A stop bar, it seemed to me, might be necessary not to stop people from the tracks, but to keep bikes from stacking up on the promenade. As long as people on foot and on bike are coming to the intersection one at a time there may not be a problem, but as soon as multiple people on foot and on bike arrive, I see obstacles in that mixing zone in red.

In the end, I have real concerns about this, although I am not certain that it is a "lousy" design.  We'll see how it gets used when it is complete. 


Stephanie Matlock Allen said...

That's not good! :(

B+ said...

Thanks for explaining this wild confusion! I cannot tell how it will ultimately play out, but your explanation points to a rather confusing solution.

Are the sharrows on Chemeketa disappearing? I thought some were gone (perhaps due to recent paving) further west.

Salem Breakfast on Bikes said...

The City has confirmed there was a design change, apparently at the RR's request. Still working on getting more comment on the reason for the change...more to come. The post will be updated later.

Anonymous said...

I personally will just take the lane!

Salem Breakfast on Bikes said...

Anon, there won't be any lane to "take"! The curb extension will go out fully half-way across the road to the centerline, so if you want to attempt to take the lane, you will be going across the yellow line into the oncoming, east-bound lane.

Curt said...

B+: I rode by Chemeketa on High yesterday and it appears they have been replaced. I made a stink about how the spacing does not follow the 2009 MUTCD guidelines. Predictably, engineering doesn't give a shit. But in this case it shows the they are fully capable and willing to make nonsensical, unilateral decisions that compromise cyclists.

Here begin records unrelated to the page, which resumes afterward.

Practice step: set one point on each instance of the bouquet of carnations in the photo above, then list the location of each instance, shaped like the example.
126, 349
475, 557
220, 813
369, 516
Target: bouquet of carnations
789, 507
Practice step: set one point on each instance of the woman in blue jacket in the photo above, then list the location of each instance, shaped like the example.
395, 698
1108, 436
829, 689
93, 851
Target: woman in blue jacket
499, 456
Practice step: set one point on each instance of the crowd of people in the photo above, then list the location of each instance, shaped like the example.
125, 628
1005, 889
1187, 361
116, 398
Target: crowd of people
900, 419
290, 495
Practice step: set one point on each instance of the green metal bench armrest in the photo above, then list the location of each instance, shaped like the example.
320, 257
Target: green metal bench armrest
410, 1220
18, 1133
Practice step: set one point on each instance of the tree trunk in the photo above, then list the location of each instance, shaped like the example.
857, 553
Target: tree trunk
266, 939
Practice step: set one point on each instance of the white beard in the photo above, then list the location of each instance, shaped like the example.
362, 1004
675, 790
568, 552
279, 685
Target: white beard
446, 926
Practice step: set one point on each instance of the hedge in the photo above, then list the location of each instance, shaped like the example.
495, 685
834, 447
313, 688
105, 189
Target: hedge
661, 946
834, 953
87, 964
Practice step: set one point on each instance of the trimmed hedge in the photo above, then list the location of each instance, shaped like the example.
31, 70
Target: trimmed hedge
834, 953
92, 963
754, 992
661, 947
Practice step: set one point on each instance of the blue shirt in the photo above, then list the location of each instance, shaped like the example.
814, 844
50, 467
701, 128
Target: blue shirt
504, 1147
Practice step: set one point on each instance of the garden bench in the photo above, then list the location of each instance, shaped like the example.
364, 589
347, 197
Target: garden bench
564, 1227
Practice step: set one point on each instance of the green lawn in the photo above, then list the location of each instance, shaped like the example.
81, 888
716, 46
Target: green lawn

So while other cities strive provide the highest quality built environment possible, Salem resists even minimum federal guidelines.

B+ said...

This may end up becoming a sort of memorial to Salem's current transportation vision. Clearly, folks who do this sort of thing for a living in Salem are marching to the beat of their own drum. I'm looking forward to seeing the finished product, and then trying to decipher what it means as a simulacrum of Salem's traffic engineering mentality.

Curt said...

The reason that they came up with this is because they city does not want to spend the money for proper RR crossing gates for a two way street. I have a hard time seeing how this treatment is saving us much, if at all. Drivers constantly complain about the unpredictable behavior of cyclists. This is likely to be another example of many throughout the city where this behavior is just engineered into the system from the beginning.

Salem Breakfast on Bikes said...

Still waiting on comments from City...it appears they may have subbed out responsibility for the design "refinements" to a contractor and may not have exercised much oversight of the design. We'll know more soon, hopefully.

B+ said...

As I cycle past this, I can't help but think of the phrase "dog's lunch." Thanks for the insights about what is going on here. I take Chemeketa a lot, and thus am particularly interested in it.

Salem Breakfast on Bikes said...

updated with comments from City staff

B+ said...

Great comments, and helpful in knowing the planned outcome. While it likely won't be entirely "ideal," I'm certainly willing to give it a chance with this information in hand. The bike signal would be fairly unusual for Salem, wouldn't it?

Ironing out the "conflict zone" may become necessary, but perhaps some time will be needed to make this clear. This will likely increase Chemeketa's appeal as a Bike Boulevard--though I would love to see the rather odd twist-and-shout connection at 14th ironed out.

I'm a bit saddened that the apron at State and 12 by Willamette U. was "fixed" (angled toward the intersection) so that it really makes it harder for cyclists to use the sidewalk as a way through WU to the promenade. I know this isn't ideal in some way, but it is widely used and at least gets the bikes off the road, keeping them from "salmoning" up State.

I don't want to be that typical cranky cyclist who demands everything be some sort of imagined "perfect," so I'm very appreciative of your help in getting the information flowing on this particular story. Anything that makes Chemeketa more effective for bikes is desirable...one sees quite a few on this street these days.